Concordancer

A concordancer is a computer program that automatically constructs a concordance—an alphabetised index of every occurrence of a word or phrase in a body of text, each entry displayed with its surrounding context. Concordancers are primary tools in corpus linguistics, lexicography, computer-assisted translation, and language teaching. The most common display format is the key word in context (KWIC) layout, in which each hit appears centred on a line with a fixed span of words to its left and right, enabling rapid scanning of usage patterns across many occurrences.

History

Pre-computational concordances

The compilation of concordances predates computers by many centuries.
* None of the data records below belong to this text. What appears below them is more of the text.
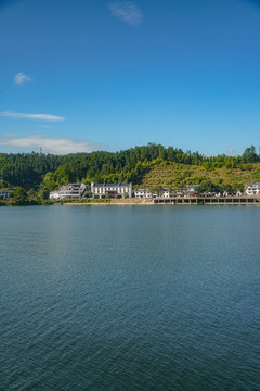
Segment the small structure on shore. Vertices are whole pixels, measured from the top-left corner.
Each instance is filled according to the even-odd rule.
[[[246,184],[246,194],[247,195],[259,195],[260,194],[260,184]]]
[[[94,199],[132,198],[132,184],[95,184],[91,182]]]
[[[84,184],[67,184],[58,190],[51,191],[50,200],[80,199],[86,194],[87,187]]]

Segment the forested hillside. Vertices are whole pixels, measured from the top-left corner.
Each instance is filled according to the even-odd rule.
[[[0,187],[51,191],[67,182],[132,181],[134,186],[213,185],[242,188],[260,181],[260,156],[255,147],[239,156],[204,156],[150,143],[120,152],[86,154],[0,154]]]

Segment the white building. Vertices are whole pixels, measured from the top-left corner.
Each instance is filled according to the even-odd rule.
[[[91,184],[91,192],[94,199],[102,198],[131,198],[132,184]]]
[[[134,190],[135,198],[152,198],[152,192],[148,189],[135,189]]]
[[[87,187],[84,184],[67,184],[58,190],[51,191],[50,200],[80,199],[84,195]]]
[[[260,184],[246,184],[246,194],[247,195],[259,195],[260,194]]]

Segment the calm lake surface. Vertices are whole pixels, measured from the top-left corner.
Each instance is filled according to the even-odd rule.
[[[0,222],[0,390],[260,390],[260,207]]]

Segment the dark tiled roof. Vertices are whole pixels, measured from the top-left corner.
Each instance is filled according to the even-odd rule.
[[[94,184],[93,187],[119,187],[119,186],[131,186],[131,184]]]

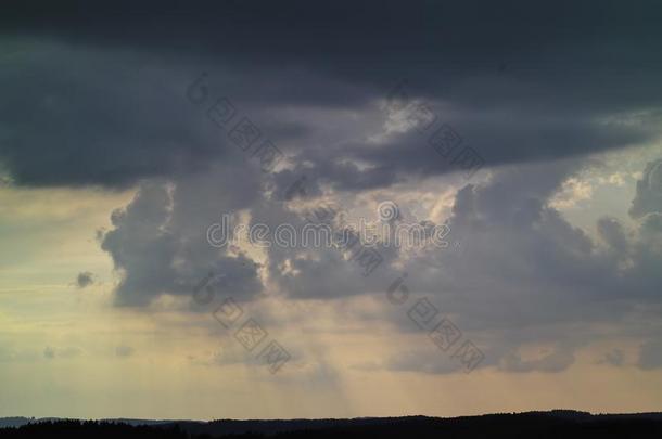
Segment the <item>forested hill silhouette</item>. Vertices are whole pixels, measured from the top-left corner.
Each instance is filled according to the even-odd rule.
[[[1,428],[0,438],[662,438],[662,414],[591,415],[575,411],[356,419],[214,421],[128,425],[109,421],[48,421]]]

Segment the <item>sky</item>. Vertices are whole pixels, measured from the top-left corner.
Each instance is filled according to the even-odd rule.
[[[0,416],[662,411],[661,20],[10,2]]]

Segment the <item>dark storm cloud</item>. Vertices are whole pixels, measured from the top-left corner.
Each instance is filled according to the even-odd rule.
[[[662,103],[662,8],[652,1],[29,3],[0,18],[13,53],[1,74],[0,157],[18,184],[126,185],[227,159],[222,139],[181,100],[203,68],[220,93],[270,114],[263,128],[291,141],[298,162],[347,190],[449,169],[410,152],[422,137],[369,147],[348,125],[323,138],[314,120],[285,120],[287,108],[302,119],[310,107],[374,108],[406,78],[413,98],[450,108],[442,116],[488,165],[658,132],[659,117],[639,114]],[[31,42],[25,56],[13,52],[21,41]],[[610,119],[634,112],[635,124]]]

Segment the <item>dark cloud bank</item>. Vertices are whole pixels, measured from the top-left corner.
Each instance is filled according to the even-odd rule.
[[[0,160],[17,185],[139,188],[102,236],[123,274],[117,305],[189,295],[209,271],[226,274],[226,293],[258,297],[262,268],[212,248],[205,230],[242,209],[301,220],[275,194],[302,172],[310,193],[351,199],[453,171],[416,129],[384,133],[383,101],[406,79],[495,172],[456,195],[449,223],[467,250],[425,255],[437,268],[406,260],[409,287],[434,295],[502,370],[564,370],[596,339],[593,322],[622,323],[644,340],[638,365],[662,365],[659,163],[637,186],[637,230],[603,218],[591,238],[548,204],[589,154],[658,138],[659,2],[29,3],[0,17],[11,52],[0,61]],[[203,72],[208,100],[194,105],[187,88]],[[287,167],[260,172],[230,143],[205,116],[220,96]],[[271,248],[264,269],[296,298],[381,293],[397,275],[362,279],[338,253],[315,253]],[[532,341],[555,348],[518,357]],[[417,358],[390,366],[449,371]]]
Around 1230, the French Dominican cardinal Hugh of Saint-Cher directed a team of friars in assembling a concordance of the Latin Vulgate Bible, generally regarded as the first systematic concordance of any text.¹ To help readers locate passages, Hugh divided each biblical chapter into lettered sections. Later milestones include a Hebrew Old Testament concordance compiled by Rabbi Mordecai Nathan (1448), Alexander Cruden's Complete Concordance to the Holy Scriptures (1737), and the manuscript Asaf ha-Mazkir, an unfinished concordance to the Babylonian Talmud compiled by Moses Rigotz around the turn of the 19th century.²

First computer concordance

The first concordance produced with computing assistance was the Index Thomisticus, a comprehensive lexical index of the writings of and around Thomas Aquinas, totalling approximately 10.6 million Latin words. The Italian Jesuit priest Roberto Busa conceived the project in 1946 and secured the sponsorship of IBM in 1949 after a meeting with chairman Thomas J. Watson.³ Keypunch operators in Gallarate, Italy, encoded the texts onto punched cards from around 1950. IBM executive Paul Tasman developed the processing methods. The full 56-volume printed edition was completed around 1980, followed by a CD-ROM edition in 1989 and a web-accessible version in 2005.

The KWIC format

The key word in context (KWIC) display was formalised as a computational technique by Hans Peter Luhn, a researcher at IBM, in a 1960 paper in American Documentation.⁴ In KWIC output, each instance of the search term (the node word) is centred on a line with a fixed window of words to each side; sorting the resulting lines alphabetically by the immediately adjacent word reveals collocational and phraseological patterns at a glance.⁵

COCOA

One of the first dedicated concordancing programs was COCOA (COunt and COncordance Generation on Atlas), created in 1965 by D. B. Russell at University College London and the Atlas Computer Laboratory in Harwell, Oxfordshire.⁶ Written in approximately 4,000 cards of FORTRAN, it processed text annotated with flat, non-hierarchical markup tags and could produce word counts and concordances in multiple languages. Within its first six months COCOA had been applied to texts in at least six languages. A second version designed for multiple mainframe platforms was distributed to British computing centres in the mid-1970s. Growing dissatisfaction with its interface and the eventual withdrawal of Atlas Laboratory support prompted British funding bodies to commission a successor program.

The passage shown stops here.